In the logs you should be able to see if the issue is actually DNS related or if there are any other unexpected issues. If DNS isn’t working properly, service discovery of the network canary won’t work, which can lead to misreported packet loss.

If the canary doesn’t log anything unusual, the next step is to reproduce the packet loss from within the pod.

kubectl --as cluster-admin -n appuio-network-canary debug -it -c debugger --image=ubuntu ${CANARY_POD}

> apt update
> apt install iputils-ping
> ping ${TARGET_IP}

If you can’t reproduce the packet loss, this might be a false alarm. Check if any other system is reporting network issues. If not this might just be a bug in the network canary. Please open an issue on Github.

Debug Node Issue

Especially if a single node is affected, but also in other cases, it makes sense to connect to an affected node and try to reproduce the packet loss on a node to node level.

Connect to one of the affected source node and ping a target node.

oc --as=cluster-admin -n syn-debug-nodes debug "node/${nodename}"

> chroot /host
> ping ${TARGET_NODE_IP}

If you’re able to reproduce the packet loss between the nodes themselves, the issue is most likely with with the underlying host network or the host itself.
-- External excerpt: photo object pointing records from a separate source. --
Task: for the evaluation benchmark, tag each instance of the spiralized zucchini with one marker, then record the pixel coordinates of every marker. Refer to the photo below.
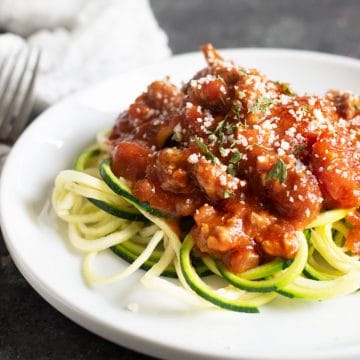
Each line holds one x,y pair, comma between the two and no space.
100,219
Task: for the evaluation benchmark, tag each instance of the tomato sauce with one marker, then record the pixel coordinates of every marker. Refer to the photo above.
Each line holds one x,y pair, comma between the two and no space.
248,159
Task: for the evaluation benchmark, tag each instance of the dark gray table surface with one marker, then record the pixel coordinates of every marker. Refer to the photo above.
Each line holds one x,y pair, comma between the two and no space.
29,327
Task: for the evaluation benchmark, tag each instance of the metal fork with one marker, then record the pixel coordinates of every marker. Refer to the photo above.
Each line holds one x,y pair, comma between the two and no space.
18,73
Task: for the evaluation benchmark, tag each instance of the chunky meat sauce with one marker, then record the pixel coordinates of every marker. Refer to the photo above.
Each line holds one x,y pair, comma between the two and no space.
249,160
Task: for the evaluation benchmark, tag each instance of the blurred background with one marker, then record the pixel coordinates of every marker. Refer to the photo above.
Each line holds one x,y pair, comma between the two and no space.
84,41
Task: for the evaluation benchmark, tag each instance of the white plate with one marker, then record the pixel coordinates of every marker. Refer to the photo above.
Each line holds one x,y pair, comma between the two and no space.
163,326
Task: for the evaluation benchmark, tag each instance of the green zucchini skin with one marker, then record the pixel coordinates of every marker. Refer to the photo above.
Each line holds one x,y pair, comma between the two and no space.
117,187
129,252
80,165
204,291
117,211
126,254
279,278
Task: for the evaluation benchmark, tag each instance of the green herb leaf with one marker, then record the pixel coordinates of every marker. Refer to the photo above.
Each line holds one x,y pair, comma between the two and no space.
221,79
208,154
261,105
176,136
241,94
278,172
228,194
232,169
236,157
223,152
299,149
304,108
285,88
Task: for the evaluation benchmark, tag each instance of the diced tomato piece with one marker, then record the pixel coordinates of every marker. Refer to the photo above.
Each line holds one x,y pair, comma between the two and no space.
130,159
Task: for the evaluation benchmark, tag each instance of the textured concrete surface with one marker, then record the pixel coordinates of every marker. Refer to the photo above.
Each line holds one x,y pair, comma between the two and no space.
32,329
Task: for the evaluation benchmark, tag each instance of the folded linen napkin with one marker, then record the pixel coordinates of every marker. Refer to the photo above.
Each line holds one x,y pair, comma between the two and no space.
82,41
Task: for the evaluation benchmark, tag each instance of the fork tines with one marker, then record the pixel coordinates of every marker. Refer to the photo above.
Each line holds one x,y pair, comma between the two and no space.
17,79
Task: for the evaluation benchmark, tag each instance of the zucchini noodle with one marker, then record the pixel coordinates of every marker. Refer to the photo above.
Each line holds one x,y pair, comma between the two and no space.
102,214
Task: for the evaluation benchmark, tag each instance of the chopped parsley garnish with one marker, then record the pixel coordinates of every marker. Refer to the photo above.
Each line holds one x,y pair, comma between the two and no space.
262,146
261,105
236,112
285,88
228,194
241,95
232,169
278,172
236,157
221,79
223,152
304,108
208,154
299,149
176,136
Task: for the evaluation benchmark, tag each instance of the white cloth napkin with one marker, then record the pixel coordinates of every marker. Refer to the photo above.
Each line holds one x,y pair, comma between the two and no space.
82,41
If you can’t reproduce it, there is probably an issue with the overlay network. If you’re using Cilium, the troubleshooting guide might be a good next step. For ovn-kubernetes, check the logs of the ovnkube-master pods or follow the debugging steps provided by ovn-kubernetes.

Cluster inaccessible

If you’re unable to connect to the cluster first check if the cloud provider reports any issues.
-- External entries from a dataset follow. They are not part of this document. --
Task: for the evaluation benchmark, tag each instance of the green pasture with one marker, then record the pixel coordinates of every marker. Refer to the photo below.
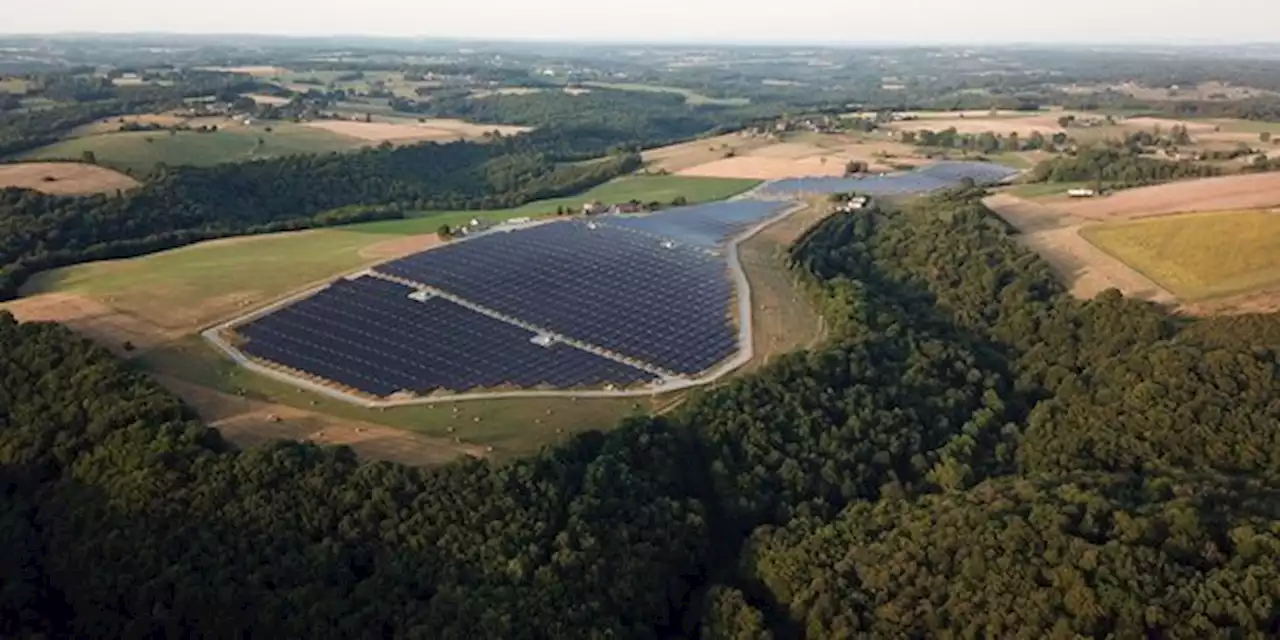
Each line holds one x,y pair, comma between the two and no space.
141,151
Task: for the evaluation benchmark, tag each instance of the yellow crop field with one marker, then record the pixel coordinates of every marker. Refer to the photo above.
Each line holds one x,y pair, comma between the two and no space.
1198,256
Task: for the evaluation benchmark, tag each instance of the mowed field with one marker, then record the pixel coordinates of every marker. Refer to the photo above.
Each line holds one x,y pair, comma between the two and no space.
64,178
1226,193
141,151
798,155
430,128
159,302
1198,256
693,97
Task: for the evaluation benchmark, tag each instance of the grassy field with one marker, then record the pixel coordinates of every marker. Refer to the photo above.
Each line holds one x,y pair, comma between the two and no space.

Next try to connect to the cluster using the admin credentials in the password manager. Direct access to the cluster API might still work, even if the console isn’t accessible.

If this doesn’t work, try to connect to the loadbalancer VMs using SSH and check if they’re able to reach the cluster nodes. In that case you should be able to connect to the cluster nodes using SSH via the loadbalancers.
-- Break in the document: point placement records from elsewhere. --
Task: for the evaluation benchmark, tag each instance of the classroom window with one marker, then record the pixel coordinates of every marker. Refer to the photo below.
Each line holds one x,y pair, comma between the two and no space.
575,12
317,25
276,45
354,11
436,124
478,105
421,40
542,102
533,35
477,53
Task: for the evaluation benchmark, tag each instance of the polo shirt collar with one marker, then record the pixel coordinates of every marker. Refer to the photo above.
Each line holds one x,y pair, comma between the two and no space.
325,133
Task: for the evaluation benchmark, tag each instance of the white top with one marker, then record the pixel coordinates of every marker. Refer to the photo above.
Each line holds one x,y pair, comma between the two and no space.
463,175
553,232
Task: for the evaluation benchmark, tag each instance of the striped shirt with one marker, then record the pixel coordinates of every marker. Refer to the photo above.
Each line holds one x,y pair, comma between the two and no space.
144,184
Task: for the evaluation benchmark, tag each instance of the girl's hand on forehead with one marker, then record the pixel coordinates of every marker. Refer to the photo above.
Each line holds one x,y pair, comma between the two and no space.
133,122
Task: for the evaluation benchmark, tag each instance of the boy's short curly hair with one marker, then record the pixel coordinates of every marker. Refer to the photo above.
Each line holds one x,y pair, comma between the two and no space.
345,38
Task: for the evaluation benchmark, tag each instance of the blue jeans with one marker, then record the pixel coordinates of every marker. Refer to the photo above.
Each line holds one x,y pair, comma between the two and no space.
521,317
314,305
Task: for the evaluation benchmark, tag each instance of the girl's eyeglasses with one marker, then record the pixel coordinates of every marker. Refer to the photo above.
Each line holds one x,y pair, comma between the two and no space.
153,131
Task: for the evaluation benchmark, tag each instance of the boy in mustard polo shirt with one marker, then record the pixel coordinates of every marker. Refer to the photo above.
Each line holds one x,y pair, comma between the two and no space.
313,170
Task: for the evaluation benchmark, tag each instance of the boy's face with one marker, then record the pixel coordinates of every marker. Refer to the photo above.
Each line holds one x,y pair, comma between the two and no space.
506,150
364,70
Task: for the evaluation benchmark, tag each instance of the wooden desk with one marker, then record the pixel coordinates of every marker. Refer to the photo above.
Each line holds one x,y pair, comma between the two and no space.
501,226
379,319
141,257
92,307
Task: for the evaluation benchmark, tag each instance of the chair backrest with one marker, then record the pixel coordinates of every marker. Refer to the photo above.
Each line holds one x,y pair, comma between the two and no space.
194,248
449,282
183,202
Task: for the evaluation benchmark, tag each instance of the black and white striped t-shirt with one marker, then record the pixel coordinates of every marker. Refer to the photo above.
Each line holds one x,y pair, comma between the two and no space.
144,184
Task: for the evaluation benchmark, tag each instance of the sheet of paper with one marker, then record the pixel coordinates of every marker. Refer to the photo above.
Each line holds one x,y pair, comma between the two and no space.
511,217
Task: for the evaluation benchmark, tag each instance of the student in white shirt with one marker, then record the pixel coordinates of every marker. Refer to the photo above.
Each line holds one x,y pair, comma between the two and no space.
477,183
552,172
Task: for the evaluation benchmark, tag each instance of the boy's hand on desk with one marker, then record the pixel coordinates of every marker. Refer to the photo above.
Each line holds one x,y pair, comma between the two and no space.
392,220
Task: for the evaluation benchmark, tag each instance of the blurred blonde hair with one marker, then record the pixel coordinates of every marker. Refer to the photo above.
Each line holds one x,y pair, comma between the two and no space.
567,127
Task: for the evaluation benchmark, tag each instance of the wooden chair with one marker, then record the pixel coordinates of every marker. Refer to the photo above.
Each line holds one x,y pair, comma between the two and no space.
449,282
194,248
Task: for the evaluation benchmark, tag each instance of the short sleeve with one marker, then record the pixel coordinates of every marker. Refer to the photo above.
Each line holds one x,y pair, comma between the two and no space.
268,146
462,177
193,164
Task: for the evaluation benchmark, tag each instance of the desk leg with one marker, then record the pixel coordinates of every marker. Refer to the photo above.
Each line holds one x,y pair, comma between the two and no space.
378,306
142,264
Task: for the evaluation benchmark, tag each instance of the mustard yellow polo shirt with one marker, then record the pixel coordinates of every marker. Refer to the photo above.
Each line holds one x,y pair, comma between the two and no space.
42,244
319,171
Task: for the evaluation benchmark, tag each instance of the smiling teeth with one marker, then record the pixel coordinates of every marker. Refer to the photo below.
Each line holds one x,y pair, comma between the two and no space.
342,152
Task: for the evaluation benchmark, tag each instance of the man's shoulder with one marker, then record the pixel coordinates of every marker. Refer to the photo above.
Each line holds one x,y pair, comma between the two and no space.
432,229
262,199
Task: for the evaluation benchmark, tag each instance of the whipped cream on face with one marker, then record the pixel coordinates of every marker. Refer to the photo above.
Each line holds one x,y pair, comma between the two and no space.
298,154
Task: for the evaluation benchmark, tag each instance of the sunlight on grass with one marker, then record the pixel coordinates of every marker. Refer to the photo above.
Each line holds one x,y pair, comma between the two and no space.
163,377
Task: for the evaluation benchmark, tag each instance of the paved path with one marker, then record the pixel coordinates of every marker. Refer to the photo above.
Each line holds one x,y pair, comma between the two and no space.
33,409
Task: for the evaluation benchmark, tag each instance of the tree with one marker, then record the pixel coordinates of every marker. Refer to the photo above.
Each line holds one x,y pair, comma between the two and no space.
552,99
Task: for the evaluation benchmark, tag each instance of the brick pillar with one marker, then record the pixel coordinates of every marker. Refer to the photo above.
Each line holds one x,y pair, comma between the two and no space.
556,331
# For example: https://api.syn.vshn.net
# IMPORTANT: do NOT add a trailing `/`. Commands below will fail.
export COMMODORE_API_URL=<lieutenant-api-endpoint>

# Set Project Syn cluster and tenant ID
export CLUSTER_ID=<lieutenant-cluster-id> # Looks like: c-<something>
export TENANT_ID=$(curl -sH "Authorization: Bearer $(commodore fetch-token)" ${COMMODORE_API_URL}/clusters/${CLUSTER_ID} | jq -r .tenant)

# Login to vault
export VAULT_ADDR=https://vault-prod.syn.vshn.net
vault login -method=oidc

# Fetch SSH key
vault kv get -format=json clusters/kv/${TENANT_ID}/${CLUSTER_ID}/cloudscale/ssh \
  | jq -r '.data.data.private_key' | base64 --decode > ssh_key
chmod 400 ssh_key

# Connect to a cluster node
NODE=etcd-0
LB_HOST=$(grep -E "^Host.*${CLUSTER_ID}" ~/.ssh/sshop_config | head -1 | awk '{print $2}')
ssh -J "${LB_HOST}" -i ssh_key "core@${NODE}"

We don’t have a lot of experience with this alert yet. If you had to debug this alert, please consider adding any insight, tips, or code snippets you gained to this runbook.

Tune

If this alert isn’t actionable, noisy, or was raised too late you may want to tune the SLO.

You have the option tune the SLO through the component parameters. You can modify the objective, disable the page or ticket alert, or completely disable the SLO.

The example below will set the SLO set the objective to 99.25% and disable the page alert. This means this SLO won’t alert on-call anymore.

slos:
  network:
    canary:
      objective: 99.25
      alerting:
        page_alert:
          enabled: false

Disabling the SLO or changing the objective will also impact the SLO dashboard and SLA reporting. Only disable SLOs if they’re not relevant, not if the alerts are noisy.